More hydrogen solutions
An emphasis on hydrogen, which can aid decarbonisation in hard-to-abate sectors and develop a business model to help producers blend hydrogen into gas networks.

Grow smart energy markets
Commitments to growing new smart energy markets to maximise energy network infrastructure capacity.

Revise energy security plan
Update the British Energy Security Strategy to include an energy storage strategy by the end of 2023 to clearly define what business models will be developed to secure investment in seasonal energy storage. This will boost investment and innovation within the sector.
The Energy Networks Association

Extending energy efficiency aid
The UK needs to break the high-cost cycle through energy efficiency. “Government can help reduce bills and emissions for business by extending the Industrial Energy Transformation Fund (IETF) from 2025 to 2030, and by launching ‘Help to Green’ vouchers for small and micro businesses.”
Confederation of British Industries

Broader Carbon Border Adjustment Mechanism
“The UK has been considering a Carbon Border Adjustment Mechanism (CBAM) for the steel industry due to concerns that steel with lower environmental credentials could be imported more cheaply than domestic production. This could pave the way for a broader CBAM, similar to the one the EU is introducing. The government has previously committed to consulting on carbon leaking measures and a CBAM, although no date was provided. “
Tim Sarson, Partner, UK Head of Tax Policy, KPMG

SUSTAINABILITY

Regain lost ground
Enable the UK to regain lost ground in developing cleaner, greener energy by implementing an investment allowance under the Electricity Generator Levy and Urgently finalise and legislate the hydrogen business model.

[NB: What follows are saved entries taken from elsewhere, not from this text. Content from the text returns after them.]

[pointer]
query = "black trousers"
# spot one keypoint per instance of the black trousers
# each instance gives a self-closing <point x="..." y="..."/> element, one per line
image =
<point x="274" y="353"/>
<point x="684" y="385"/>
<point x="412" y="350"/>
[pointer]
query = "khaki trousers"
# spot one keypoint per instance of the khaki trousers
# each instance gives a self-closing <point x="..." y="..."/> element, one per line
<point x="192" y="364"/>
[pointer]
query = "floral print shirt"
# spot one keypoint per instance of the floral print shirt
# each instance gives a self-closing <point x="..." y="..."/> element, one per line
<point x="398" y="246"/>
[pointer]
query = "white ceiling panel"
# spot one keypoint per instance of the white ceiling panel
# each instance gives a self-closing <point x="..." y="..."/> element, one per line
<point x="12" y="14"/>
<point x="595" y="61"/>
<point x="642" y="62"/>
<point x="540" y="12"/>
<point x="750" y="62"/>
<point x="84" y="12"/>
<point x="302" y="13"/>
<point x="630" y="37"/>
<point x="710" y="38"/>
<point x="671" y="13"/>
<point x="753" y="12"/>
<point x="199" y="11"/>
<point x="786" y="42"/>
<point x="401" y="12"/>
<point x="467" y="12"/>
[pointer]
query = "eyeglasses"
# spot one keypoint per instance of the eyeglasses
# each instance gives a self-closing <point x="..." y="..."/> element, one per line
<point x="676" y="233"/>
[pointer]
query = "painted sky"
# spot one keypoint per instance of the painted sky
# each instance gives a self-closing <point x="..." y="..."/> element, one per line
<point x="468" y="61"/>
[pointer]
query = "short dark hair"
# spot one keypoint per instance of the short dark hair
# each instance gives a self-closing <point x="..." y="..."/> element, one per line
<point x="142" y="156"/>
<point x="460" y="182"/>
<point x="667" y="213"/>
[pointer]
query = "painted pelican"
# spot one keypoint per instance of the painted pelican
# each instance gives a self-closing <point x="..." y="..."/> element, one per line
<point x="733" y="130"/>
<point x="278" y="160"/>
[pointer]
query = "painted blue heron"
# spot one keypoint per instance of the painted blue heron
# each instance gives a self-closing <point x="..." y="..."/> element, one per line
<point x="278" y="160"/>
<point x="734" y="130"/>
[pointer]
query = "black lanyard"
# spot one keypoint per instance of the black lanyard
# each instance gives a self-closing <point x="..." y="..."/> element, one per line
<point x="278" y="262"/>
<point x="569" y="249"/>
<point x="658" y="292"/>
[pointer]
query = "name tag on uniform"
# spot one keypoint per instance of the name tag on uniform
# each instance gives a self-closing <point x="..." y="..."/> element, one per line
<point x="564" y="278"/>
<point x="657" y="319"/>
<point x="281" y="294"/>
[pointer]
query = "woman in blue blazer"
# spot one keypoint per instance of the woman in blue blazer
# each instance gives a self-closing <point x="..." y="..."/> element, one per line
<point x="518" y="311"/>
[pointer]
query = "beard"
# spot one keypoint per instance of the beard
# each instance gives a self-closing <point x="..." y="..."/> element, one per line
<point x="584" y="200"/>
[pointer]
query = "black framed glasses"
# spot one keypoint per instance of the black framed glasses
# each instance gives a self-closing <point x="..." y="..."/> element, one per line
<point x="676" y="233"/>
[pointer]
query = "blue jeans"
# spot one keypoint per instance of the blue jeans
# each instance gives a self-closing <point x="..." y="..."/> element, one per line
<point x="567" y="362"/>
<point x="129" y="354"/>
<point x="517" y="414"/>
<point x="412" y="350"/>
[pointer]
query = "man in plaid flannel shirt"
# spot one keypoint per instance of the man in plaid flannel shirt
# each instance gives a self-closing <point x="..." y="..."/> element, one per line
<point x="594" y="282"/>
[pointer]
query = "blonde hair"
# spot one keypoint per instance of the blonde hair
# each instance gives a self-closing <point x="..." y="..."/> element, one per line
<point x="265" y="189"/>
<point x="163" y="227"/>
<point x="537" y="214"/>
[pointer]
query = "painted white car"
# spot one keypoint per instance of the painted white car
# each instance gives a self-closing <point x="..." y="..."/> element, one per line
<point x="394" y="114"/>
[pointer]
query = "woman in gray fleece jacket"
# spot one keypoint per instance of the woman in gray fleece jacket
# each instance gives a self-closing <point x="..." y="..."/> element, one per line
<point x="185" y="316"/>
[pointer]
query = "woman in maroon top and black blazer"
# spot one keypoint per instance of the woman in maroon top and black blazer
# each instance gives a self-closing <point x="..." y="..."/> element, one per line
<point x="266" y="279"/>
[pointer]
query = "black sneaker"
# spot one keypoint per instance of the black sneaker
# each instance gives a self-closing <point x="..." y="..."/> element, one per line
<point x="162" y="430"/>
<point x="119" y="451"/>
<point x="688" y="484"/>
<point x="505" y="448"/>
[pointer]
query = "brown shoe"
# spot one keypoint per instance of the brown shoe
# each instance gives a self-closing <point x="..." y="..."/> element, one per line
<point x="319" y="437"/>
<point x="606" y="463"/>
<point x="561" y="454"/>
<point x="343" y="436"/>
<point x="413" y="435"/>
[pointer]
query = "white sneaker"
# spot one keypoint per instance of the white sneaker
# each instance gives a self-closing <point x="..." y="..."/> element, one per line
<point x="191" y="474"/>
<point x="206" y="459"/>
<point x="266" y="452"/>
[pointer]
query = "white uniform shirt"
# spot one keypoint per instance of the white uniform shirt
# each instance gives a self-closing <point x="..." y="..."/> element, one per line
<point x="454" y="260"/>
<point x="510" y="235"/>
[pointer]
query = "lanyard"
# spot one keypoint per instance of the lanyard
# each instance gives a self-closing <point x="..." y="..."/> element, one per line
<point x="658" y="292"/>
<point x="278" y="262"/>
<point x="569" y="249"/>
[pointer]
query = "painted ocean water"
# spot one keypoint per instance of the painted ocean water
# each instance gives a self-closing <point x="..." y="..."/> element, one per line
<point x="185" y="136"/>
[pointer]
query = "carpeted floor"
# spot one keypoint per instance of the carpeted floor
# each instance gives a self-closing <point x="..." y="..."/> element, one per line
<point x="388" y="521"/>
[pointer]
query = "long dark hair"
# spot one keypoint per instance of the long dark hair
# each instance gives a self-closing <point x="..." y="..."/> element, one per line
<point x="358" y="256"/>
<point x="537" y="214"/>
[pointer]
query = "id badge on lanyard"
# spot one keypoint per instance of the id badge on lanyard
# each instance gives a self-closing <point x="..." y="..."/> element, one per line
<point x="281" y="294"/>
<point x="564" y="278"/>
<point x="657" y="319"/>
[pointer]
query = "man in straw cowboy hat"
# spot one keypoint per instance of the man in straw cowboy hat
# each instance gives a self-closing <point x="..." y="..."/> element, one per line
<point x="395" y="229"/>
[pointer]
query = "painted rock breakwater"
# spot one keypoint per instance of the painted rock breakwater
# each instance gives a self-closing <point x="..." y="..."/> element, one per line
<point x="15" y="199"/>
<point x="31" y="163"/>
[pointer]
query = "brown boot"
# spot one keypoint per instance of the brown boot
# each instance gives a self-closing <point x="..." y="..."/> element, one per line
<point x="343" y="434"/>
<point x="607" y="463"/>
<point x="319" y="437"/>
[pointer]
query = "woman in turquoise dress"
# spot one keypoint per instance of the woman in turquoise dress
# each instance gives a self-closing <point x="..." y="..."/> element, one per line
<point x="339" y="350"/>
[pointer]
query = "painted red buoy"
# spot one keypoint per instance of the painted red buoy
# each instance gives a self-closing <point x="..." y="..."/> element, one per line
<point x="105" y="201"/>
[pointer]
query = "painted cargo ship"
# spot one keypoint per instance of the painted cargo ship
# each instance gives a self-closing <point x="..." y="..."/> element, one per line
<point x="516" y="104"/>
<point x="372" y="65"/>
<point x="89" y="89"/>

Increase eco-market competitiveness
Help firms get ready for next winter and regain lost ground on green growth again by supercharging UK competitiveness in green markets.
Confederation of British Industries

Green jobs action plan
A new action plan for net-zero skills and jobs, to specific timescales, sectors and regions. “This offers opportunities for better quality green jobs and could contribute to the government’s levelling up agenda.”
UK Corporate Leaders’ Group

Vouchers for eco improvements
Small businesses should have vouchers to help them invest in “green” improvements to premises, including solar panels, improved insulation and heat pumps.
Federation of Small Businesses

Net-zero tax cut rewards
Corporation tax cuts for companies with net zero emissions.
Institute of Directors

R&D for green investment
“If there is a rabbit out of the hat, we think it will be an extension to the super-deduction and the R&D regime focussed on green investment. The challenge will be whether it will be a big enough deal to disrupt policies being rolled out in the US and EU.”
Tim Sarson, Partner, UK Head of Tax Policy, KPMG

Green taxes to influence consumers
“The government will still see taxes as influencing future consumer behaviour and as a good source of income – for example, using road pricing to replace revenue lost from fuel duties as we all switch to electric cars.” Further consultations on reducing single-use plastics may be announced. “The government may choose to insist on uniformity for electric car charging connections and power input, and put new planning rules in place to require charging point installation for new commercial property development sites over a certain size.”
Jon Hickman – Corporate Tax Partner, BDO

Help to Grow Green
The Mission Zero report calls for the launch of a Help to Grow Green campaign offering information and advice to small businesses so they can plan ahead.
Jon Richardson, Head of Tax Policy PwC UK

Boosting green R&D
“The Spring Budget would be a sensible time to announce any enhanced deductions for sustainability-related R&D investment. This could have a dual benefit, not only supporting the creation of the green technology and products the UK will need to achieve our national 2050 net zero targets, but also encouraging companies to change their business models to invest in green technology for their own use.”